In the universe of swimmers, how do swimmers compare to runners regarding heart rate?  Olstad (2019) pointed out, “Maximal heart rate was 6.7 ± 5.3 bpm lower for swimming compared to running (199.9 ± 8.9 bpm for running; p = 0.015)” (Olstad, et al., 2019). Additionally, “Two studies investigated the difference in max HR between swimming (mix of strokes) and running with the same population of elite swimmers through VO2max testing. They found max HR to be 15 beats-per-minute (bpm) lower during swimming (boys 184 ± 11; girls 186 ± 10 bpm) compared to running (boys 199 ± 10; girls 201 ± 7 bpm)” (Olstad, et al., 2019).

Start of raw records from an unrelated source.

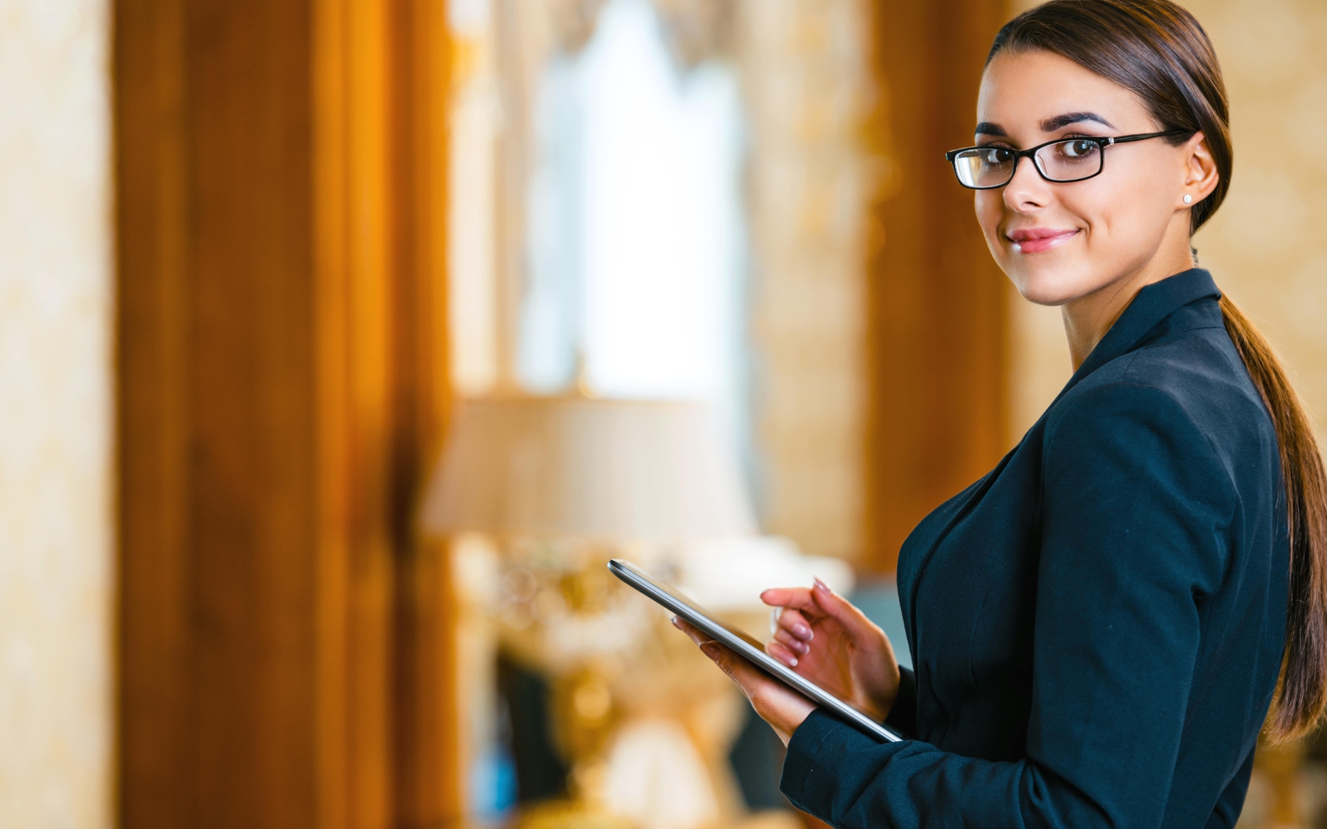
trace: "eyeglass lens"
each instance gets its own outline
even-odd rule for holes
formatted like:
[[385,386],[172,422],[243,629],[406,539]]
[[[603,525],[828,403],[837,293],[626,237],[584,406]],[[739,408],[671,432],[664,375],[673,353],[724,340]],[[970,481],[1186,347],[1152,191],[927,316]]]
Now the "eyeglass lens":
[[[965,187],[1003,187],[1014,179],[1018,157],[1009,147],[975,147],[954,157],[954,171]],[[1036,151],[1036,166],[1052,182],[1079,182],[1101,171],[1101,147],[1070,138]]]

All of the above leads into the concept of heart rate training zones.  Science Technology reviews three different approaches or models.  Namely, the Three Zone, the Five Zone, and the Seven Zone (Science, 2024).  The high end of each zone is basically 95% to 100% of heart rate max. 

This now morphs into the work of Passelergue (2006).  “This study indicates that (1.) training at 100% max Heart Rate (HR100) and 100% max Running Speed (RS100) is more appropriate to improve high-intensity metabolic capacities (increased cortisol and lactate) while RS100 is too difficult to be maintained for 40 minutes for subjects at that level at least, (2) training at HR90%, however, is better to improve endurance and capacity to do a large amount of work considering cortisol and lactate homeostasis, and (3) training at a constant HR using a HR monitor is a good method to control the intensity of the training with subjects not used to pacing themselves with the split-time approach” (Passelergue, et al., 2006). 

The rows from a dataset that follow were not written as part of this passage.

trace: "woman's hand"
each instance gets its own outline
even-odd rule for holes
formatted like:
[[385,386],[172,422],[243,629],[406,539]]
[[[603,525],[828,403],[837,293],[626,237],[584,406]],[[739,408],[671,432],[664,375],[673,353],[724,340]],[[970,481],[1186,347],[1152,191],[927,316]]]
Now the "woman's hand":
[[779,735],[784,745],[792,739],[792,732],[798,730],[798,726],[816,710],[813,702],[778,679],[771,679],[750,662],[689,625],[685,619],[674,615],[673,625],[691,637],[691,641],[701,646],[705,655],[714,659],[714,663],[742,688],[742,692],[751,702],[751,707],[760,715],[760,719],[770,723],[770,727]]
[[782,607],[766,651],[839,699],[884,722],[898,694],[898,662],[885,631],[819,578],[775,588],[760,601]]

Ok, I get it, heart rate matters and for many athletes they can train and perform at 100%+ of theoretical maximum regardless of the method of calculation.  Yes, I now know I need to train with a heart rate monitor.  Ok, how do I train?  In other words, the studies and science are fine but how to I “do it” and “do it” safely?

The following is a blend of anecdotal information, basic science, and basic personal observation of not only the Geek but the athletes the Geek has and does work with.  First let’s start with Paavo Nurmi’s trainer.  In a private conversation with the Geek’s Grandfather (also a Finn) he explained to Grandfather how Paavo Nurmi trained.  Grandfather was interested as he coached boxing and endurance is a big deal with boxers.  Grandfather was told that Paavo would routinely go for a long run for about an hour and when he came back, every time he came back, he sprinted from the last telephone pole to the house.  Every couple of runs he would go back another telephone pole (50 to 80 meters in spacing).  Eventually, he would sprint for many kilometers, but this took time to do, and it was tough to maintain.  Rest was important as well as sauna.  Today you would call that progressive load.

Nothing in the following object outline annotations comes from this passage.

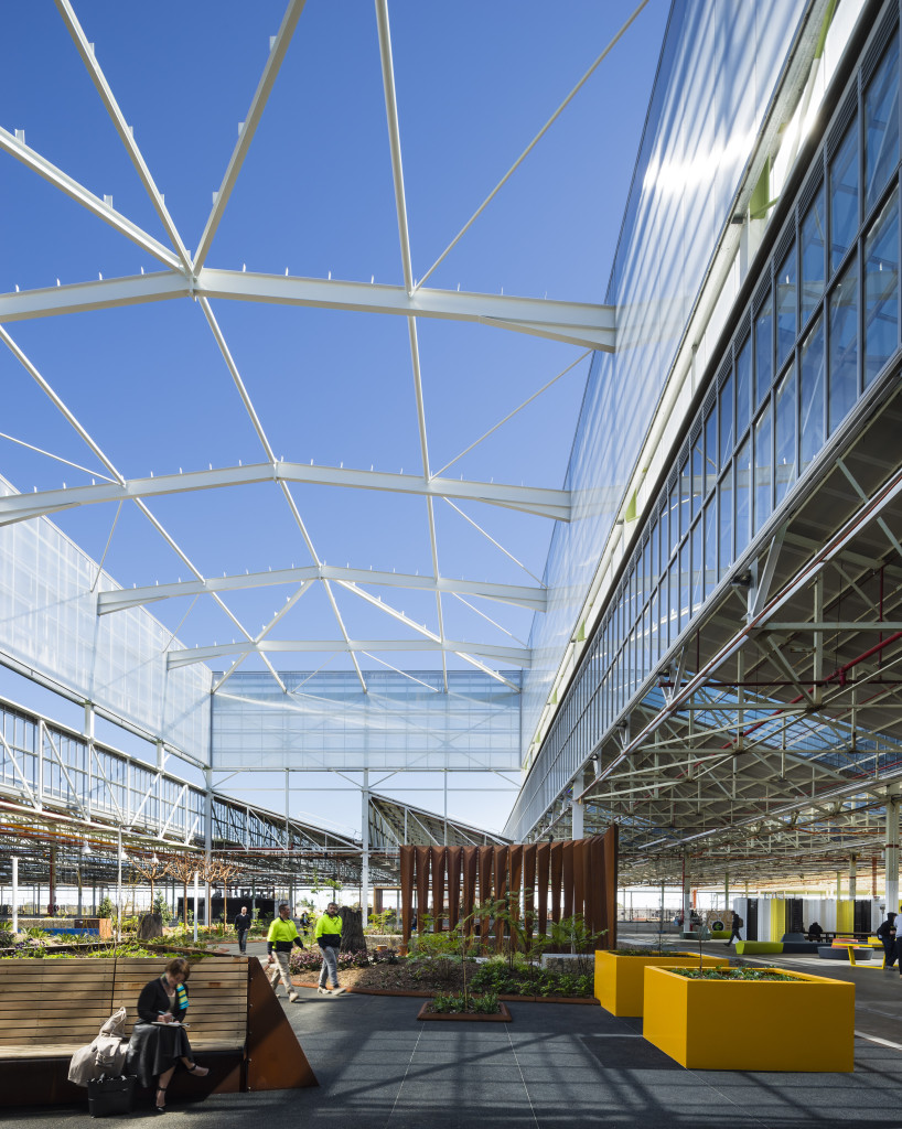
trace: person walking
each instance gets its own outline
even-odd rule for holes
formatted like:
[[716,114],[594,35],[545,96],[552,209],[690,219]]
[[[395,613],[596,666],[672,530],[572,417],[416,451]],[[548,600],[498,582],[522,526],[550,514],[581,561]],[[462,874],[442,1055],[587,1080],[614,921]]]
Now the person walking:
[[278,987],[281,977],[284,990],[288,992],[289,1004],[295,1004],[298,999],[288,968],[288,956],[292,945],[297,945],[298,948],[306,947],[298,936],[298,927],[290,917],[288,902],[279,902],[279,917],[273,918],[270,931],[266,934],[266,952],[270,954],[268,969],[272,970],[269,972],[269,977],[273,990]]
[[736,938],[736,940],[742,940],[742,934],[739,933],[739,929],[742,929],[744,925],[745,922],[743,921],[743,919],[739,917],[736,910],[734,910],[733,921],[730,921],[729,925],[729,940],[727,942],[727,948],[729,948],[729,946],[733,944],[734,937]]
[[[321,996],[338,996],[344,991],[339,987],[339,952],[341,949],[341,917],[335,902],[326,905],[325,913],[321,914],[316,922],[314,933],[319,951],[323,954],[323,966],[319,970],[319,987],[316,989]],[[327,981],[332,980],[332,987],[327,987]]]
[[[897,913],[887,913],[886,920],[877,929],[877,936],[883,942],[883,951],[886,954],[883,965],[885,969],[891,969],[895,964],[896,956],[899,955],[895,943],[895,919],[897,917]],[[899,968],[900,972],[902,972],[902,962],[900,962]]]
[[242,912],[235,918],[235,931],[238,934],[238,952],[247,952],[247,934],[251,931],[253,919],[247,912],[247,907],[242,905]]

          Side Bar:  Grandfather coached Golden Gloves boxing for over 50 years with many state champions.  What was key was that his practices were only about an hour long and they only practiced Monday, Wednesday, and Friday as Tuesday and Thursday were rest days and so was the weekend.

In taking the work of Noakes into consideration on the Central Governor Theory, Paavo was overcoming the fear of high heart rates and high lactate levels and low glucose levels.  In the case of ice hockey players, the telephone poles are the length of the rink (about 200 feet) and the down and back drill now known as suicides is done.  Interesting that an ice hockey practice is about an hour long.  At that point your lactate is going up and your glucose is seriously depleted.  At the start of the season, they do this drill for about three down and backs or “6” telephone poles at nominally 20 miles per hour, with full gear, or the cover the length of the rink in just under seven seconds.  At this point in the season, at the end of this practice, the players are rubber legged, some are groggy, some vomit, and some faint, and some quit.  By the end of the season, they can do this drill at ever increasing speeds and increasing number of lengths of the ice. 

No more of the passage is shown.